Lady Gaga and Bradley Cooper walk the red carpet ahead of the ‘A Star Is Born’ screening during the 75th Venice Film Festival (Photo by Matteo Chinellato/NurPhoto via Getty Images)

There’s a particularly viscerally moving scene in A Star Is Born between Jackon Maine’s surrogate father figure Bobby (Sam Elliott) and the love of the rockstar’s life Ally (Lady Gaga). “Music is essentially twelve notes between any octave,” says Bobby. “Twelve notes and the octave repeats. It’s the same story told over and over. All the artist can offer the world is how they see those twelve notes.”

Similarly, the way Bradley Cooper sees the world and his place in it has significantly changed since the passing of his late father. Like a lot of people who have lost a loved one, they are caused to think about the fragility of life, the scarcity of time and the way they lead their lives as humans. In a recent interview with Oprah, the A Star Is Born actor and director says watching his dad pass in his arms has significantly altered his artistry.

“[My father’s death] was the biggest gift he gave me – well, the second biggest gift; having me and brining me into this life and [then] being a witness to his passing was equally as huge,” Cooper said. “When he took his last breath, I honestly felt like it went into me and I’ve never seen anything the same since. I stopped sweating stuff that I was sweating before that. It changed the way I was as an actor by the next day and I just started to live my life in a different way.”

Cooper father Charles died in 2011 after a long battle with lung cancer. It’s not the first time he has referenced his dad’s death. “It’s a new reality,” Cooper told the New York Times in an interview late last year. “Everything, everything. It’s not even one thing, it’s a whole new world. And it was instantaneous. It wasn’t like, months later.

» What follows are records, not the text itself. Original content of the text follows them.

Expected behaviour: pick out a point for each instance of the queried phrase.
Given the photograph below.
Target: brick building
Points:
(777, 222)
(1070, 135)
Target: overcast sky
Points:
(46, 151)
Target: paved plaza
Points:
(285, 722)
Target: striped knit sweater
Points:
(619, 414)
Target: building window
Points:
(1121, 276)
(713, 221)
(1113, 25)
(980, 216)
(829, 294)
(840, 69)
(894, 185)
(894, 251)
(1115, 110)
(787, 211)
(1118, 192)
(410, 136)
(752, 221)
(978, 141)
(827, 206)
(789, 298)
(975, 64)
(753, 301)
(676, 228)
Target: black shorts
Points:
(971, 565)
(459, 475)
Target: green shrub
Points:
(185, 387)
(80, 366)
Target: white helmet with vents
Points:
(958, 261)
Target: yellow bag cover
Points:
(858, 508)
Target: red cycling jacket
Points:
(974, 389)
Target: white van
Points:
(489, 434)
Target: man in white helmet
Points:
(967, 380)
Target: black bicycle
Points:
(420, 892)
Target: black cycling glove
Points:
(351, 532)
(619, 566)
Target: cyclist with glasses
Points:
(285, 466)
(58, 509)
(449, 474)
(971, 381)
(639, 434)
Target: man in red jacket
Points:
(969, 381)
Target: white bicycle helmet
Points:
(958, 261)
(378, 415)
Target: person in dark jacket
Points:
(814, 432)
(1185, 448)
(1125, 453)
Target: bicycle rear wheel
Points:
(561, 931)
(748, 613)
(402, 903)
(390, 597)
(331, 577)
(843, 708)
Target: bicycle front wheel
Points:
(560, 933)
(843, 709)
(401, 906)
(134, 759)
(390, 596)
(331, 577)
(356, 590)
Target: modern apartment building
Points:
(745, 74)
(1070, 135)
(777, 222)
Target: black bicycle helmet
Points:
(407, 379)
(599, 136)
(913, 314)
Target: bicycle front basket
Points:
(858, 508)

It was like, his last exhale, and I was holding him, and it was like, everything changed.”

In April 2016, Cooper gave an emotional speech at charity event. “I just want to tell you about my father Charles J. Cooper, he passed away from lung cancer in 2011,” Cooper began. “I was in a very lucky position because I was able to put everything on hold in all aspects of my life and completely focus on taking care of him.”

Even with all the help around him and the many millions behind him to pay the medical bills, Cooper says he still found the experience “just simply overwhelming, incredibly stressful, complex and all consuming.” “I can’t even imagine how much more difficult it is for those patients and the families that are less fortunate than I was that simply can’t afford to pay for both treatment and rent,” he said.